What if I want to use the AddressUSRecord
schema in multiple other schemas, not just person
? If I want to use AddressUSRecord
in another schema, let's say business
, do I have to name it something else?
Ideally, I'd like to define AddressUSRecord
in a separate schema, then let the type of address
reference AddressUSRecord
. However, it's not clear that Avro 1.8.1 supports this out-of-the-box. This 2014 article shows that sub-schemas need to be handled with custom code. What the best way to define reusable schemas in Avro 1.8.1?
Note: I'd like a solution that works with Confluent Inc.'s Schema Registry. There's a Google Groups thread that seems to suggest that Schema Registry does not play nice with schema references.

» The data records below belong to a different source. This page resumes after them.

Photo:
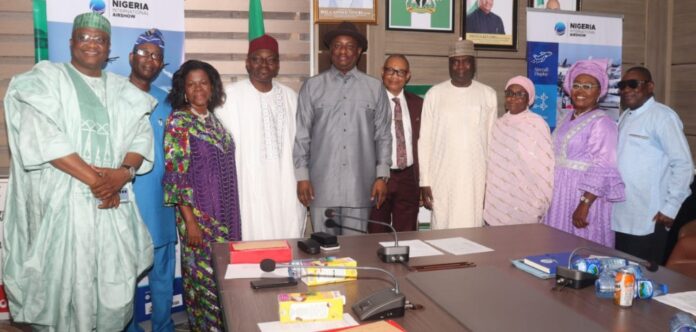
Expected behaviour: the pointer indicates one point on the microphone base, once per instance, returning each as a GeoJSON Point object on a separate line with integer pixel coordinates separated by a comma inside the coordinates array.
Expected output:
{"type": "Point", "coordinates": [393, 254]}
{"type": "Point", "coordinates": [384, 304]}
{"type": "Point", "coordinates": [573, 278]}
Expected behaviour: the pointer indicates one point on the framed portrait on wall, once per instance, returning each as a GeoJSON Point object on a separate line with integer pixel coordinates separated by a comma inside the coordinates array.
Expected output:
{"type": "Point", "coordinates": [420, 15]}
{"type": "Point", "coordinates": [334, 11]}
{"type": "Point", "coordinates": [490, 24]}
{"type": "Point", "coordinates": [571, 5]}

Can I give the field and schema the same name, address?
Yes, you can name the record with the same name as the field name.
What if I want to use the AddressUSRecord schema in multiple other schemas, not just person?
You can use multiple schemas using a couple of techniques: the avro schema parser clients (JVM and others) allow you to specify multiple schemas, usually through the names
parameter (the Java Schema$Parser/parse
method allows multiple schema String
arguments).
You can then specify dependant Schemas as a named type:
{
"type": "record",
"name": "Address",
"fields": [
{
"name": "streetaddress",
"type": "string"
},
{
"name": "city",
"type": "string"
}
]
}
And run this through the parser before the parent schema:
{
"name": "person",
"type": "record",
"fields": [
{
"name": "firstname",
"type": "string"
},
{
"name": "lastname",
"type": "string"
},
{
"name": "address",
"type": "Address"
}
]
}
Incidentally, this allows you to parse from separate files.
Alternatively, you can also parse a single Union schema that references schemas in the same way:
[
{
"type": "record",
"name": "Address",
"fields": [
{
"name": "streetaddress",
"type": "string"
},
{
"name": "city",
"type": "string"
}
]
},
{
"type": "record",
"name": "person",
"fields": [
{
"name": "firstname",
"type": "string"
},
{
"name": "lastname",
"type": "string"
},
{
"name": "address",
"type": "Address"
}
]
}
]
I'd like a solution that works with Confluent Inc.'s Schema Registry.
The schema registry does not support parsing schemas separately, but it does support the latter example of parsing into a union type.